In riding through the suburbs of our northern cities and larger towns, the man of sixty years or so cannot fail to notice the remarkable change that has taken place within a few years in rural ornamentation, particularly in the styles of architecture and the color of dwellings of moderate size of which only it is now proposed to make a few observations. When it is said remarkable, the term will bear emphasis, especially in relation to painting. When the tasteful and discriminating Downing wrote, forty years or so ago, cottages and villas of any pretensions exhibited a degree of applied judgment in their construction which is far less often seen now; and their colors, instead of being patched, striped and gaudy (in true toyshop style), were few, soft and refined, which lent their harmony in a measure to the surrounding objects of nature. Now many dwellings, at a little distance, seem a mere conglomeration of many-sided and various-sized blocks, some shingled and others clap boarded, with not a few common conveniences ignored, and hardly two windows alike in size or glass - presenting among other designs, the quarter-moon, the half-moon and the full-moon; and added to these sensational novelties is a tawdry style of painting which one would conjecture was a combination of that of the chequer-board, the barber's-pole and the American flag ! Another new and fashionable feature in painting is red roofs.

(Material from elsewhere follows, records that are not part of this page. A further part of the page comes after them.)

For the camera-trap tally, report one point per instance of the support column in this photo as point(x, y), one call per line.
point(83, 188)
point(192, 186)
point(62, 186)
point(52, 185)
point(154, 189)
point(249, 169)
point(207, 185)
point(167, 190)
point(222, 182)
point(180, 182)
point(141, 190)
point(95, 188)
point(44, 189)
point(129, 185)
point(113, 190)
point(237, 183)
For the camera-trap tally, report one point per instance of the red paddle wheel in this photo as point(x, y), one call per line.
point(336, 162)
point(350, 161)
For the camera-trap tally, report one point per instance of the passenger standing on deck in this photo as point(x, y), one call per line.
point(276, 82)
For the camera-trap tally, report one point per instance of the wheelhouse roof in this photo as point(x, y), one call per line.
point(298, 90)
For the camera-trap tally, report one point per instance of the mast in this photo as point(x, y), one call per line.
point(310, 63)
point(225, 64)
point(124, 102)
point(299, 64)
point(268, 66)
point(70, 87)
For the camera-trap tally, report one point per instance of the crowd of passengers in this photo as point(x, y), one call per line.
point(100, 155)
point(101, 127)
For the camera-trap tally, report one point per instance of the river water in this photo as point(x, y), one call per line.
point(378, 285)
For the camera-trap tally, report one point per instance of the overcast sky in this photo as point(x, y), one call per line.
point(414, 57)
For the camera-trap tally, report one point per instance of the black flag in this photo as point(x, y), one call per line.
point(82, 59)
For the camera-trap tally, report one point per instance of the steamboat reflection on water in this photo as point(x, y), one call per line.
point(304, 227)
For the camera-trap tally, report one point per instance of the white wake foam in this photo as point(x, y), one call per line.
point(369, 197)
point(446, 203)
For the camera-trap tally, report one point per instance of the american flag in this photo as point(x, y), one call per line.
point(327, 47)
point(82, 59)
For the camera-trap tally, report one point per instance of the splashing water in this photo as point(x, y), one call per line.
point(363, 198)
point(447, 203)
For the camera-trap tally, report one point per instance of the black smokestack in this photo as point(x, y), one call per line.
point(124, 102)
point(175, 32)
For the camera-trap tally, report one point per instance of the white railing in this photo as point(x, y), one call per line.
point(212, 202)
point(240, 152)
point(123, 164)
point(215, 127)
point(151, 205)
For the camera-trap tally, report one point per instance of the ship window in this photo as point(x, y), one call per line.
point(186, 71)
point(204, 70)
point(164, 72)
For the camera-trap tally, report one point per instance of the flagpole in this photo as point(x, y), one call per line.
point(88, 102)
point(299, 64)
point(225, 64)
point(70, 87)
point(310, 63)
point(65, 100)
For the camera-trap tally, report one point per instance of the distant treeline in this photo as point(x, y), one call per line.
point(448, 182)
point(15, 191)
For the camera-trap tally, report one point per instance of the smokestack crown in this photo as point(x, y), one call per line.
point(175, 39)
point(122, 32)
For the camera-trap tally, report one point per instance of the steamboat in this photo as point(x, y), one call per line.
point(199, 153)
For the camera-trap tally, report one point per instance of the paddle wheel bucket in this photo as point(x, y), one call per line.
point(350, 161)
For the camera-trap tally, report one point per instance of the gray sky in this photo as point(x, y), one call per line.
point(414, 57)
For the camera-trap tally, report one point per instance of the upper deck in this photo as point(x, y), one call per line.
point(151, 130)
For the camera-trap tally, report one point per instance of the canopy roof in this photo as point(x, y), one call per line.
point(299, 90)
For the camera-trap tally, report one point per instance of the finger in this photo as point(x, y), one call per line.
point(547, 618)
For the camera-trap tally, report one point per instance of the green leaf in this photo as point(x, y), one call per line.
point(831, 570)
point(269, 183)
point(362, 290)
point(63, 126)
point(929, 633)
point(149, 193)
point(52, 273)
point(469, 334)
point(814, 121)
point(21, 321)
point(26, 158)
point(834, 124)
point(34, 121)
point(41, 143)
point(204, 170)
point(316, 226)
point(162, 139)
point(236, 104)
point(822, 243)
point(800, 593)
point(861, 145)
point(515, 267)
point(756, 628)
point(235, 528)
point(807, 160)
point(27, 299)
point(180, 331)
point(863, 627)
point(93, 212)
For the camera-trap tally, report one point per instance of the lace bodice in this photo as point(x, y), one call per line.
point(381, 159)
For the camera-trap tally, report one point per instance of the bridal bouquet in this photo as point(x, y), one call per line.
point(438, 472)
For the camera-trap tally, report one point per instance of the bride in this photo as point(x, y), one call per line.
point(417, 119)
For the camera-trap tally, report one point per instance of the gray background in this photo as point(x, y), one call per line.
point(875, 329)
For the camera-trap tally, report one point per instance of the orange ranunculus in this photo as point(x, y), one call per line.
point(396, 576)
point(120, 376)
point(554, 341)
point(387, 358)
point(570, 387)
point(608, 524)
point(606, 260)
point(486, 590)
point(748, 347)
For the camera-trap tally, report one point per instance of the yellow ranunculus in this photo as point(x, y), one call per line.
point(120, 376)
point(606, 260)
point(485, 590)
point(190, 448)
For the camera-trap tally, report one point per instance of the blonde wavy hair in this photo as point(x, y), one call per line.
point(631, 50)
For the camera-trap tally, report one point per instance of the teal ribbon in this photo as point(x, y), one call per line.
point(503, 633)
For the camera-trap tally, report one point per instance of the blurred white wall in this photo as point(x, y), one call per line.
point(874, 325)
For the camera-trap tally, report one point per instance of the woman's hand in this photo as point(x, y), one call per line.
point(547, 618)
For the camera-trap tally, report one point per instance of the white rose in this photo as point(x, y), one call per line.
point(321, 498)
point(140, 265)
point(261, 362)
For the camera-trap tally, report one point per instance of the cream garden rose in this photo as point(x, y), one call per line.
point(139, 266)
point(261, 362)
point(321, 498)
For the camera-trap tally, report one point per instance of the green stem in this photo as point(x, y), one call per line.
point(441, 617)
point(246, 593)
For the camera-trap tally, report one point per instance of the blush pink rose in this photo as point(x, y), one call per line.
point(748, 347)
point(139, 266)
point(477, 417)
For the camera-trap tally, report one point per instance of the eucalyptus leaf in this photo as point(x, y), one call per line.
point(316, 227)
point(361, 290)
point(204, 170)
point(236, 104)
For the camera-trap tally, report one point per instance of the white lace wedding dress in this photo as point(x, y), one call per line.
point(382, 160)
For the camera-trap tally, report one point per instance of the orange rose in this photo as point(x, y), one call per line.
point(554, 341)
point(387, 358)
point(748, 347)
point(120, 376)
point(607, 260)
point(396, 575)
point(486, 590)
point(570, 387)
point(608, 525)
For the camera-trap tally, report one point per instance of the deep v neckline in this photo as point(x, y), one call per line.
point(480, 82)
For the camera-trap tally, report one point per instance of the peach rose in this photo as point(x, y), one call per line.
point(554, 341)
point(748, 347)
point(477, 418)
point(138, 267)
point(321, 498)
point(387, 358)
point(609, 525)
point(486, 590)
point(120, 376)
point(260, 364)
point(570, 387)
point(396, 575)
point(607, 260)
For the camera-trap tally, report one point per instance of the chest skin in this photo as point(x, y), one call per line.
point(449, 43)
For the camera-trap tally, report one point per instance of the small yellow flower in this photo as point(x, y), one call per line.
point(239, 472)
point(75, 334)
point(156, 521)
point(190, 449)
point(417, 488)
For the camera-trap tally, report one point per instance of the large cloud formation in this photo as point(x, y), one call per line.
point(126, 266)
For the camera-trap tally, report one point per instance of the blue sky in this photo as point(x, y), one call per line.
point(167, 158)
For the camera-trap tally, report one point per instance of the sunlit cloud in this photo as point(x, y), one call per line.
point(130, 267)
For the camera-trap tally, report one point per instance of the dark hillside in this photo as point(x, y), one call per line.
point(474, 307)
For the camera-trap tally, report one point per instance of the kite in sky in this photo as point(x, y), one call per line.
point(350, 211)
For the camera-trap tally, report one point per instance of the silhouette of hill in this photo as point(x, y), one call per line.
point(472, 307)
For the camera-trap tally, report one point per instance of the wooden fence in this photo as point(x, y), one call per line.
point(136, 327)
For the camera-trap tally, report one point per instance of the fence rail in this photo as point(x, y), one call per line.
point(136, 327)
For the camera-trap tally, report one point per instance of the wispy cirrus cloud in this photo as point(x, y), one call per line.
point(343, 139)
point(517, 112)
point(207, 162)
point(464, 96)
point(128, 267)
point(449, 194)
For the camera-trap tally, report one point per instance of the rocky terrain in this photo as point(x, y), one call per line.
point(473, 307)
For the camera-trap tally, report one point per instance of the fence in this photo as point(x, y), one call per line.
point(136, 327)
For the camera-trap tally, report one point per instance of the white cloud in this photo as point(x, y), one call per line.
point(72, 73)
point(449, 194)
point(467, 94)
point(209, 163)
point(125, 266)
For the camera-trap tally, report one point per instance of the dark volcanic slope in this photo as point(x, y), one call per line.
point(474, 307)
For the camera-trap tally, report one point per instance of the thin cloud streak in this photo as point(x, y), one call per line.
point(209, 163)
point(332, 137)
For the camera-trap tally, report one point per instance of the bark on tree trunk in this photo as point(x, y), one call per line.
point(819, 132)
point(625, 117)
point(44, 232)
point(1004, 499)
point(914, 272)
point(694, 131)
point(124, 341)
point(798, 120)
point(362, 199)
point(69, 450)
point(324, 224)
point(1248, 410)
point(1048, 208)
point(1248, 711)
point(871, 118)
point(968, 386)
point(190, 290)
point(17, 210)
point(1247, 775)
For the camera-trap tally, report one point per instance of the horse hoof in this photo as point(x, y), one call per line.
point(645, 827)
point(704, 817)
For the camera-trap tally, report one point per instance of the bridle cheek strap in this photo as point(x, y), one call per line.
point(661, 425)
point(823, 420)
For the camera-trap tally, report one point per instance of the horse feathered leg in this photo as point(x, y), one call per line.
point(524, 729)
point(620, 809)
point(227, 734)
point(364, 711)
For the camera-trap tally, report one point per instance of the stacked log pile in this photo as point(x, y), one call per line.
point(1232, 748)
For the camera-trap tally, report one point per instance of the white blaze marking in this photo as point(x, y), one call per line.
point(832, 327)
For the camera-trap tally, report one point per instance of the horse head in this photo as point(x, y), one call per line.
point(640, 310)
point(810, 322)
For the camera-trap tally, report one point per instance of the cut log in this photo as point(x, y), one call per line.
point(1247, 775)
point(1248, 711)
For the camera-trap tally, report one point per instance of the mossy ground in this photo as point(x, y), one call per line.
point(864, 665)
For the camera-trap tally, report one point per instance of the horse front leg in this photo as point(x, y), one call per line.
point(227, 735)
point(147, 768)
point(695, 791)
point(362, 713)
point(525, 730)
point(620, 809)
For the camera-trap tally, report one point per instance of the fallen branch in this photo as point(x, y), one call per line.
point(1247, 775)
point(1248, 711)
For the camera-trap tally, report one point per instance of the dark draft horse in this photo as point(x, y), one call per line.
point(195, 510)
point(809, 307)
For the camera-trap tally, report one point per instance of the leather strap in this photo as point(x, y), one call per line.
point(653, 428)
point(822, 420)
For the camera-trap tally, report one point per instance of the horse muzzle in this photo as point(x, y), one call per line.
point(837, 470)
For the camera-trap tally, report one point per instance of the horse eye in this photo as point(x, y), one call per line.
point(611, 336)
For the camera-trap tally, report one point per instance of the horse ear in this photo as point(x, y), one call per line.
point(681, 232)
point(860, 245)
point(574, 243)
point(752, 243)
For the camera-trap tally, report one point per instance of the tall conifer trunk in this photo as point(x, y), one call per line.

In subordinate buildings they may be tolerated; but where there are many in a village, from an eminence they unpleasantly remind one of a brick-yard. Still, though art may suffer, the painter is happy.
Why it is the tendency of the present age or generation to adopt this grotesque style of building and this fantastic style of coloring, may not be easy to decide. One reason probably is, we have no fixed standard of beauty or taste in these matters, as some may suppose we have; and in the nature of things it cannot be otherwise; for rural art rests upon a few rather vaguely-defined principles (a kind of unwritten law), which by some builders are unrecognized, or degenerate with them into mere whims or fancies. Beauty is pleasing to the sense through the eye as music is through the ear, and it is not a subject of much reasoning, but is rather emotional, especially when we rise from the lower to the higher types. Evidently every sensible person would prefer a chastely-painted gothic cottage to a whitewashed hovel, though the details of the former might create a difference of opinion.
Then, generally speaking, taste - which we may define as the power of discerning beauty and of creating it - is much an individual consideration, and we are apt to think that ours is right, as we generally do our watches, to use an old phrase. In this respect it may be not much unlike the personal conscience of which Butler the poet says:
"'Tis the dark lantern of the spirit, Which none see by but those who carry't "
Then again, rural taste may be much influenced, if not radically changed, by some crude examples or trifling incident connected with men of wealth, knowledge or power. Repton, the great English landscaper, laments that some English nobleman or dignitary, with little intention or forethought, may make a certain style in rural art popular that has little or no merit in it. With the same idea in literature, Pope, in his "Essay on Criticism," writes:
"Great wits sometimes may gloriously offend, And rise to faults true critics dare not mend".
Whence fashions spring, however, it is fre quently difficult to determine, though it is well known where they rage.
The rapid changes in the color of houses to-day one would be apt to charge to the painters; but some money and a love of ostentation with owners will often do strange things. Men of means undoubtedly sometimes build, not for the purpose of presenting anything beautiful, but for the sheer love of eccentricity, and a few others will commend their productions as the expression of an original and refined taste. Thus it is that any incongruous style in landscaping, building and painting, may get a start on the road to popularity, and a portion of the public are led to " admire whate'er the maddest can admire".
Changes must come, however, but we cannot say " woe be to them by whom they come," for some may be commendable. And it is a somewhat curious fact which most persons must frequently confess to - while it should "dull the edge " of our criticism - that in what we term false or bad taste and are accustomed daily to observe, we first endure, then palliate, then accept.
West Medford, Mass.
[We commend this criticism to the good taste of the reader. We are sorry to say the toy-shop and barber's-pole styles are as frequent about Philadelphia as they are about Boston. - Ed. G. M].